Göttinger Tageblatt
- Type: Daily local newspaper
- Owner(s): Madsack Publishing Group
- Editor: Uwe Graells-Thöne
- Founded: 1889
- Political alignment: Center
- Circulation: 24.001
- Website: Göttinger Tageblatt

= Göttinger Tageblatt =

German newspaper in Göttingen, Lower Saxony

The Göttinger Tageblatt is the single printed local daily newspaper to circulate in Göttingen in the south of the state of Lower Saxony in Germany. The coverage area of the paper includes the city of Göttingen, the surrounding county and the cities of Northeim and Osterode am Harz.

==Background==
It was founded in 1889. Since World War I it has become increasingly nationalist and it supported the Nazi movement even before it came to power in 1933. The Göttinger Tageblatt itself published a critical examination of this part of its history for the 125 years celebration:
- Göttinger Tageblatt during National Socialism

Since 1973 it is part of the Madsack publishing group from the capital city of the state of Lower Saxony, Hanover. National and statewide issues are taken from Madsack's Hanover daily Hannoversche Allgemeine Zeitung since then, while the editorial department of the Göttinger Tageblatt confines itself on local affairs only.

== Alternatives ==
Other sources of local news for the people of Göttingen are provided by the local Stadtradio Göttingen, the HNA, a newspaper based in Kassel with local editions for Northeim and Hann. Münden, and the regional newscasts of the radio stations NDR 1, Hitradio Antenne Niedersachsen and FFN radio:
- local news from HNA regional newspaper
- local news from Stadtradio Göttingen

There have also been efforts towards establishing local periodicals as alternative local news sources in the past years, but until now they all failed because of lack of revenue and because of onesided left wing and alternative editorial alignments so that these papers haven't been able to reach sufficient acceptance and therefore circulations.

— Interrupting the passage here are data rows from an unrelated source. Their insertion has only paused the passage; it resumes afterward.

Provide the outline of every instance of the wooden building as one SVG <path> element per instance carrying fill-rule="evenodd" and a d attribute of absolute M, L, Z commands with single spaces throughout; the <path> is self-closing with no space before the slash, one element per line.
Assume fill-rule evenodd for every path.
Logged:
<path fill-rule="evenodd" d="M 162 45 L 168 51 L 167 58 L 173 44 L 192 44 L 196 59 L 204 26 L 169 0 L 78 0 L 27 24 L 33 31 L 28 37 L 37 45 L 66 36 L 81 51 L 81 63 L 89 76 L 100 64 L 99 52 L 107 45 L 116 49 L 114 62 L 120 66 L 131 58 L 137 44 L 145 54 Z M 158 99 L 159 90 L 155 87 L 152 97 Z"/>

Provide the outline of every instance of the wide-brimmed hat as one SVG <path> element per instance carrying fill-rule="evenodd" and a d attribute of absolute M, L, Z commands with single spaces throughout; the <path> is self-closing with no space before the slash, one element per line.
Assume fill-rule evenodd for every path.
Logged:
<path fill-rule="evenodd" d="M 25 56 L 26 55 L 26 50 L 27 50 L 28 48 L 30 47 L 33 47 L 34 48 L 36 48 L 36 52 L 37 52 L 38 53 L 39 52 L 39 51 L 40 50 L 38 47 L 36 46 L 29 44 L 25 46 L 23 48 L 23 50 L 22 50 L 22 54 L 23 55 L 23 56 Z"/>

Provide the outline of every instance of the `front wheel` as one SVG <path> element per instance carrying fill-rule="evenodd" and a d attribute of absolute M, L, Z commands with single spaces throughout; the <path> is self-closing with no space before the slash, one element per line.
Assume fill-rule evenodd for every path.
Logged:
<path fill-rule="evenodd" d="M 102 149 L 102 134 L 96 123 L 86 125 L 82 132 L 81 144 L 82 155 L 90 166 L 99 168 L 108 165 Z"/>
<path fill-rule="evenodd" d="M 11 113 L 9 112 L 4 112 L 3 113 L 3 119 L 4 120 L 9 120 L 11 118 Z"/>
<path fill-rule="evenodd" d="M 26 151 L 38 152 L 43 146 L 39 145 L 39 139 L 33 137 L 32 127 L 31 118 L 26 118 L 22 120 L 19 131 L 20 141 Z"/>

The local radio station, Stadradio Göttingen, has been established in 1997. It is indirectly founded by the state of Lower Saxony. It broadcasts local news bulletins several times a day but its audience is quite low due to a considerable lack of professionalism.

For many years the Göttinger Presse was a rival newspaper to the Tageblatt, and didn't suffer from the Tageblatt's Nazi association, but it ceased publication sometime in the 1950s (precise reference needed!).